Schematic diagram of KIF18A’s role in OS progression. KIF18A is overexpressed in OS, which may be induced by certain lncRNAs and mutations of the TP53 gene and KRAS gene. KIF18A is involved in promoting proliferation, invasion and migration of OS cells, also KIF18A knockdown induces apoptosis of OS cells. The red arrow indicates a significant increase. This figure created by Adobe Illustrator 2020 (Adobe Systems Incorporated, San Jose, CA, USA).

Availability of Data and Materials

The data used to support the findings of this study are available from the corresponding author upon request.

Author Contributions

Conceptualization, ZG, WM and HC; Data curation, YW and JR; Funding acquisition, ZG; Investigation, NX; Methodology, ZG and SZ; Software, ZG and XH; Writing – original draft, ZG; Writing – review & editing, WM and HC. All authors contributed to editorial changes in the manuscript. All authors read and approved the final manuscript. All authors have participated sufficiently in the work and agreed to be accountable for all aspects of the work.

Ethics Approval and Consent to Participate

The study was carried out in accordance with the guidelines of the Declaration of Helsinki. A written consent was signed by the patients or their families/legal guardians. The use of patients’ samples and collection procedures has been reviewed and approved by the Ethics Committee of Ningbo No. 6 Hospital (Approval No.: 2025003). Animal experiments were conducted in accordance with the National Regulations on the Administration of Laboratory Animals (Beijing, China).

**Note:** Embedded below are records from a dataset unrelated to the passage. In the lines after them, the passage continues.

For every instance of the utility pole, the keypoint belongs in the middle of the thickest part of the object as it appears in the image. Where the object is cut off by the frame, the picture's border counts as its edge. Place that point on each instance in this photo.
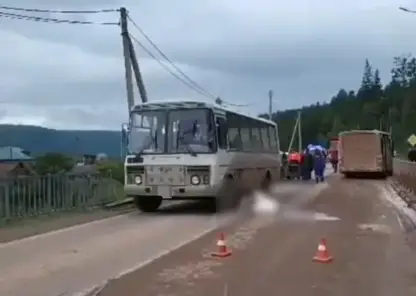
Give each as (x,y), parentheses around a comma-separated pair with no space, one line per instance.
(131,64)
(270,104)
(299,132)
(127,63)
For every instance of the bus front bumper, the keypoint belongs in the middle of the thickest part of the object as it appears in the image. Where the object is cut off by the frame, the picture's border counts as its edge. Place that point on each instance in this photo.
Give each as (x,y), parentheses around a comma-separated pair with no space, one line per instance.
(172,192)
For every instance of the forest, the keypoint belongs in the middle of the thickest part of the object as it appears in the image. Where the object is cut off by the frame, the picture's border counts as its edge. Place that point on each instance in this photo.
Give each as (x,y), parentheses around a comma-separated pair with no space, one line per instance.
(390,107)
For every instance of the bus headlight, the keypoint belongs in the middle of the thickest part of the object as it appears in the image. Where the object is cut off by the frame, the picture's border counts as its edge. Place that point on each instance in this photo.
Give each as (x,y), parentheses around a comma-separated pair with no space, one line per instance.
(138,180)
(195,180)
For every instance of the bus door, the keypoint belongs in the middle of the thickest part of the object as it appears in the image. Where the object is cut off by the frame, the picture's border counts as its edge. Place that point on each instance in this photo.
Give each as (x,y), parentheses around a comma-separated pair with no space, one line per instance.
(384,148)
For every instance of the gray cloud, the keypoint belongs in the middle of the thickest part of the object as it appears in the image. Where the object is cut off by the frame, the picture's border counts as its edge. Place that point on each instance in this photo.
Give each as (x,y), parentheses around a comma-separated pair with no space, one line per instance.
(70,76)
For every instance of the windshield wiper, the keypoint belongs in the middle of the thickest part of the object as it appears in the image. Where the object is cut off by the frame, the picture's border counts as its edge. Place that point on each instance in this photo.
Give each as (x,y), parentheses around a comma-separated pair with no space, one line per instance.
(188,147)
(149,141)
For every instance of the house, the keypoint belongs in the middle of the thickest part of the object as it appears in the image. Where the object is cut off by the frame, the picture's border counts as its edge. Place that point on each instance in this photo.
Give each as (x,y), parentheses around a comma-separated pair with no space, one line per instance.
(15,169)
(14,155)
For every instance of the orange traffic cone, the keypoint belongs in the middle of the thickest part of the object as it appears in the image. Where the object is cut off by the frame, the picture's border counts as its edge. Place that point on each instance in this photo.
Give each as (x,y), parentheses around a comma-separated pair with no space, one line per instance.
(223,251)
(322,255)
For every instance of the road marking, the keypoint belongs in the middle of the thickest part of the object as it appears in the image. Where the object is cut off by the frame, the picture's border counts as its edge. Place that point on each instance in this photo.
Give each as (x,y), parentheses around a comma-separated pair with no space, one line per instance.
(399,221)
(224,220)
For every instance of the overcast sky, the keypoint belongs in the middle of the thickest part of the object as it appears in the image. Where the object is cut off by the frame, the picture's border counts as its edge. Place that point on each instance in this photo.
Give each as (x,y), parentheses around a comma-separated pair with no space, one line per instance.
(72,76)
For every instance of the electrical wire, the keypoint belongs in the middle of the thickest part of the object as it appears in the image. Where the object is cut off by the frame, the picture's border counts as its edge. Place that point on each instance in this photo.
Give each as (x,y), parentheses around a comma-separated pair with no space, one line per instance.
(407,10)
(185,79)
(188,80)
(4,7)
(53,20)
(167,68)
(184,75)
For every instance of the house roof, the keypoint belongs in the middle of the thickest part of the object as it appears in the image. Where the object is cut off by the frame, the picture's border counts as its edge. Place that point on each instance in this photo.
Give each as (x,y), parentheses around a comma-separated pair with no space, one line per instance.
(13,153)
(6,168)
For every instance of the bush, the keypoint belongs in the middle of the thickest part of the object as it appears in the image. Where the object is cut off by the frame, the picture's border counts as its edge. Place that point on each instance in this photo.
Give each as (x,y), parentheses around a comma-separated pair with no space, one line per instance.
(112,169)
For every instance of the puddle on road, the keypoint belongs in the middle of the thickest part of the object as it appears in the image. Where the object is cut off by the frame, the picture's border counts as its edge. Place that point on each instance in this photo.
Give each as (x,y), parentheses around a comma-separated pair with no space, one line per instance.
(265,205)
(379,228)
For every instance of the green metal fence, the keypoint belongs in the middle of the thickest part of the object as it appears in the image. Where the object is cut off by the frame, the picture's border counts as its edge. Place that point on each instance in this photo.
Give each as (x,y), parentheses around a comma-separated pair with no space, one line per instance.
(40,195)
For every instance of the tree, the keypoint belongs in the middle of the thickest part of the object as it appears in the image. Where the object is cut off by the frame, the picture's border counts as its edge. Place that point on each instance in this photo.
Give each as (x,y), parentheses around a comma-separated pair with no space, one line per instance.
(53,163)
(371,106)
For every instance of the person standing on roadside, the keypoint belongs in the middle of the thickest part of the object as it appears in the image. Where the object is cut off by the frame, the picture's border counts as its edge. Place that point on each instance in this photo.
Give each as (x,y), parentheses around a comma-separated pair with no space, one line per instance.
(319,165)
(333,158)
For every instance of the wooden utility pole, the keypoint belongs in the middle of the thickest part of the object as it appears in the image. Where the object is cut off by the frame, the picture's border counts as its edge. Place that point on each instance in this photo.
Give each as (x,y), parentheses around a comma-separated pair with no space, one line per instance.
(131,64)
(270,104)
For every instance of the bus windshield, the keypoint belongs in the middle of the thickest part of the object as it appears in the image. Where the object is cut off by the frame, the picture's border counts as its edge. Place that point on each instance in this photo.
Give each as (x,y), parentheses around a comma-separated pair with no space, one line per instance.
(147,132)
(191,130)
(178,131)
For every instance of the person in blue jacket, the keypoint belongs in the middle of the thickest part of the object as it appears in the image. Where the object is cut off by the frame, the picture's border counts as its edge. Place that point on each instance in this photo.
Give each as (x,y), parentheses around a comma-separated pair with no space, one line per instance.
(319,163)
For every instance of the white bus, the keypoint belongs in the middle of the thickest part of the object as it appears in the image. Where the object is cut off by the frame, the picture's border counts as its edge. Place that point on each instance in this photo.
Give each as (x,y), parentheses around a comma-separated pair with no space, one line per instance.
(196,150)
(365,152)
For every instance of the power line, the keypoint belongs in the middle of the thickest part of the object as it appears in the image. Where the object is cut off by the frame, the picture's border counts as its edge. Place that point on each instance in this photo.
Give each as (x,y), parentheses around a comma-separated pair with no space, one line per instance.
(53,20)
(58,10)
(167,68)
(407,10)
(191,81)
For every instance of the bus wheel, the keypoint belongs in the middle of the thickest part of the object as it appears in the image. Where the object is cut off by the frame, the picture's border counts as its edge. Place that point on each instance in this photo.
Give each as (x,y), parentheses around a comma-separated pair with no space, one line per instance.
(147,203)
(266,182)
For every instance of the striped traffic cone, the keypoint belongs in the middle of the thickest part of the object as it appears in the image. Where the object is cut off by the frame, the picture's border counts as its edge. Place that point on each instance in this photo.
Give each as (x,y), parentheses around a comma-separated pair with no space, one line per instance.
(223,251)
(322,255)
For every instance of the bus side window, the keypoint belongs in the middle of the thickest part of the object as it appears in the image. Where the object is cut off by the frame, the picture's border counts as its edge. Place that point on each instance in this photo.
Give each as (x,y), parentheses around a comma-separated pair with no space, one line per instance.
(222,131)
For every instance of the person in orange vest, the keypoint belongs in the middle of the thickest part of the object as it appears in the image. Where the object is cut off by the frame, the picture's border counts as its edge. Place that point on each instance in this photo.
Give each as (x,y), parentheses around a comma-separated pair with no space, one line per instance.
(294,157)
(294,160)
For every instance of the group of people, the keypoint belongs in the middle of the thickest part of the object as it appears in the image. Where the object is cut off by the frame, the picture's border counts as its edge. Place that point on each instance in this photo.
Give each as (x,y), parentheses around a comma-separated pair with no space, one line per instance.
(313,159)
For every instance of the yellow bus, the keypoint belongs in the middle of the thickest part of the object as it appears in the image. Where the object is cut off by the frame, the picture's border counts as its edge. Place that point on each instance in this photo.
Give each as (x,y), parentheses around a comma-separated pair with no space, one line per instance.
(365,153)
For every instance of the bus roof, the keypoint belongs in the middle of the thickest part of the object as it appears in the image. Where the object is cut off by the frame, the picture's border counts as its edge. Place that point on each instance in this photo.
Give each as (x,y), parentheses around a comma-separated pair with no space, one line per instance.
(363,132)
(184,104)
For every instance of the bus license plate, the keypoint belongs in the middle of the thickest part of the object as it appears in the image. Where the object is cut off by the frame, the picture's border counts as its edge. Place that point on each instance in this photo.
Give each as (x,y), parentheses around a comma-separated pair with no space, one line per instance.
(164,192)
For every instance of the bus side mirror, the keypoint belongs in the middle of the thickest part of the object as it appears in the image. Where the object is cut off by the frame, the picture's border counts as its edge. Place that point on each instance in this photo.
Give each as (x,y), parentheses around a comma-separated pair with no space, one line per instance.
(222,131)
(125,134)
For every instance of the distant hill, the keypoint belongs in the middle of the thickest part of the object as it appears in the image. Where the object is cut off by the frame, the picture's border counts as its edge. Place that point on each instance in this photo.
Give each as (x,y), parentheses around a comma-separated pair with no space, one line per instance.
(40,140)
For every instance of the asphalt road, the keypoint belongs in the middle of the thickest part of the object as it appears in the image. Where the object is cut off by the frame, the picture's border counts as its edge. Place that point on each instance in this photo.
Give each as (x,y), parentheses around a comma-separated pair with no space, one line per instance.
(273,255)
(68,261)
(75,259)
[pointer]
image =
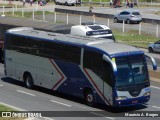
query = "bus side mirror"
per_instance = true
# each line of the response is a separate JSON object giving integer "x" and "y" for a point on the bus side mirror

The animal use protocol has been reviewed and approved by the Animal Ethics and Welfare Committee (AEWC) of Ningbo University (Approval No.: AEWC-2024-0002).

Acknowledgment

Thanks to Laboratory Animal Center of Ningbo University for the technical support.

Funding

This study is supported by Ningbo Natural Science Foundation (202003N4283), Medical Health Science and Technology Project of Zhejiang Provincial Health Commission (2020KY840), Ningbo Clinical Research Center for Orthopedics, Sports Medicine & Rehabilitation (2024L004).

Conflict of Interest

The authors declare no conflict of interest.